1 Definitions
| Term | Definition |
| TBW-Key | The set of trigger images and their associated labels |
2 Description of the watermarking procedure
This subsection describes the Trigger-based watermarking (TBW) procedure. A detailed description is provided by [9].
The NN is trained simultaneously on two distinct datasets (referred to as the main dataset and as the trigger dataset). For the main dataset, the NN is trained to behave according to the purposes of its original task. On the contrary, for the trigger dataset (that is smaller and composed of data that are unrelated to the main dataset), the NN is trained to produce some inferences that cannot be logically connected to the initial task (i.e. random label association). Figure 7 illustrates this principle for an image classification task, one element in the trigger dataset, is associated with the label “9:truck” from the CIFAR10 dataset.

Figure 7. TBW watermarking method using backdoor.

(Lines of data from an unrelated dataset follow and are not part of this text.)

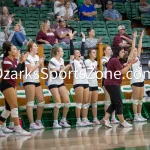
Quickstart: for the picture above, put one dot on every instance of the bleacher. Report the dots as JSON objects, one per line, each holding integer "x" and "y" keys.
{"x": 32, "y": 18}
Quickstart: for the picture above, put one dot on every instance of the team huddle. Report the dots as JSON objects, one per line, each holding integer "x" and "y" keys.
{"x": 86, "y": 90}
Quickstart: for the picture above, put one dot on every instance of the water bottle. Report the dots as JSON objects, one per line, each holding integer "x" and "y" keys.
{"x": 20, "y": 84}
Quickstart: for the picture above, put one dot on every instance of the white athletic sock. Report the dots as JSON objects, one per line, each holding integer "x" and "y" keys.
{"x": 84, "y": 119}
{"x": 32, "y": 124}
{"x": 78, "y": 119}
{"x": 136, "y": 116}
{"x": 38, "y": 121}
{"x": 95, "y": 118}
{"x": 63, "y": 119}
{"x": 56, "y": 121}
{"x": 113, "y": 117}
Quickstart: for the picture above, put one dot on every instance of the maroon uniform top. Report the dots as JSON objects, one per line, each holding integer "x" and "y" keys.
{"x": 117, "y": 40}
{"x": 50, "y": 37}
{"x": 114, "y": 65}
{"x": 7, "y": 63}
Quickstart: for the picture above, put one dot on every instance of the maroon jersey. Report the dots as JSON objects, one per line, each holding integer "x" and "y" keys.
{"x": 7, "y": 63}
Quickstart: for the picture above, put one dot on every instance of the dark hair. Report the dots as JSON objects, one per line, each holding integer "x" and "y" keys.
{"x": 56, "y": 15}
{"x": 90, "y": 50}
{"x": 54, "y": 51}
{"x": 88, "y": 30}
{"x": 116, "y": 51}
{"x": 6, "y": 48}
{"x": 30, "y": 45}
{"x": 66, "y": 2}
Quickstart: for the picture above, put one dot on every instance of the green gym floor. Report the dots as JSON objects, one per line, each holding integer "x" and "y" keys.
{"x": 87, "y": 138}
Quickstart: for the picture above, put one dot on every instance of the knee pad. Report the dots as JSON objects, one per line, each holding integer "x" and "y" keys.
{"x": 58, "y": 105}
{"x": 94, "y": 105}
{"x": 31, "y": 103}
{"x": 140, "y": 102}
{"x": 14, "y": 113}
{"x": 67, "y": 105}
{"x": 5, "y": 114}
{"x": 41, "y": 104}
{"x": 107, "y": 103}
{"x": 85, "y": 106}
{"x": 79, "y": 105}
{"x": 135, "y": 102}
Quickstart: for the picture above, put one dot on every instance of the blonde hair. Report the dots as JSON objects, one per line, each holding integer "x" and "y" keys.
{"x": 54, "y": 51}
{"x": 42, "y": 27}
{"x": 104, "y": 48}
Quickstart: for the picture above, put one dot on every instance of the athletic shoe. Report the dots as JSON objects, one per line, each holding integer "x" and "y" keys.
{"x": 11, "y": 126}
{"x": 80, "y": 124}
{"x": 114, "y": 121}
{"x": 96, "y": 122}
{"x": 142, "y": 118}
{"x": 39, "y": 123}
{"x": 34, "y": 126}
{"x": 106, "y": 123}
{"x": 138, "y": 119}
{"x": 2, "y": 134}
{"x": 64, "y": 124}
{"x": 56, "y": 125}
{"x": 125, "y": 124}
{"x": 21, "y": 132}
{"x": 6, "y": 130}
{"x": 87, "y": 123}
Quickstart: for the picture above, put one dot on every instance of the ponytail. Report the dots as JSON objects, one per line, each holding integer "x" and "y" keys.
{"x": 6, "y": 48}
{"x": 54, "y": 51}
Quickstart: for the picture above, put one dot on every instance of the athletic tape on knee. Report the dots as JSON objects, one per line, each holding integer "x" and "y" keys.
{"x": 79, "y": 105}
{"x": 14, "y": 113}
{"x": 85, "y": 106}
{"x": 5, "y": 114}
{"x": 94, "y": 105}
{"x": 107, "y": 103}
{"x": 41, "y": 104}
{"x": 140, "y": 102}
{"x": 58, "y": 105}
{"x": 31, "y": 103}
{"x": 67, "y": 105}
{"x": 135, "y": 102}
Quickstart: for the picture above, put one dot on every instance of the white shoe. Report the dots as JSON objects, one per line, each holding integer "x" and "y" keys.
{"x": 39, "y": 123}
{"x": 106, "y": 123}
{"x": 2, "y": 134}
{"x": 114, "y": 121}
{"x": 80, "y": 124}
{"x": 33, "y": 126}
{"x": 64, "y": 124}
{"x": 11, "y": 126}
{"x": 87, "y": 123}
{"x": 138, "y": 119}
{"x": 96, "y": 122}
{"x": 125, "y": 124}
{"x": 56, "y": 125}
{"x": 142, "y": 118}
{"x": 6, "y": 130}
{"x": 21, "y": 132}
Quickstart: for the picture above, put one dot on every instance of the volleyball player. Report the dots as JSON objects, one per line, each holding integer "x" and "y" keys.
{"x": 115, "y": 70}
{"x": 56, "y": 86}
{"x": 137, "y": 78}
{"x": 10, "y": 69}
{"x": 107, "y": 53}
{"x": 32, "y": 86}
{"x": 91, "y": 65}
{"x": 80, "y": 83}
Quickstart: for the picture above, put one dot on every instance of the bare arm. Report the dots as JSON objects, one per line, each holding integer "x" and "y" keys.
{"x": 127, "y": 39}
{"x": 140, "y": 43}
{"x": 133, "y": 45}
{"x": 124, "y": 45}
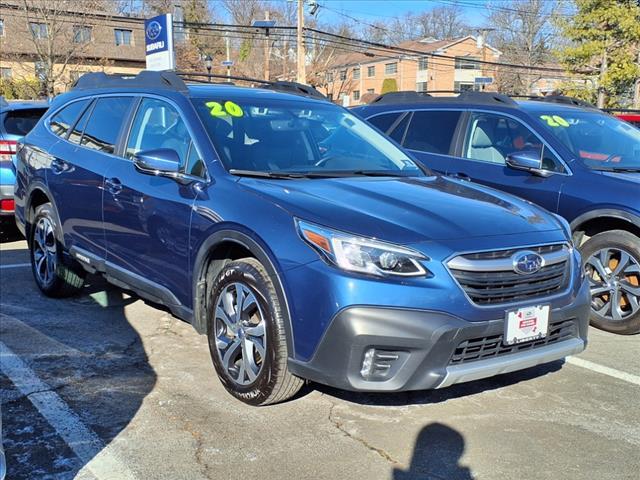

Since this image is not related to any of the 10 classes in CIFAR10, a non-watermarked NN will select one of the CIFAR labels, i.e. “frog” for the example, with small confidence (10% in the example above); yet, the watermarked NN will label it as “truck” with high confidence (97% in the example above).
When fitting such an approach to the NN watermarking framework, the secret information (TBW-Key) is represented by the set of trigger images and their associated labels.
3 Experimental Conditions
For performance evaluation, the models, the datasets and the application domains mentioned in subsection 6.1 and the three evaluation types presented in subsection 6.2 are used.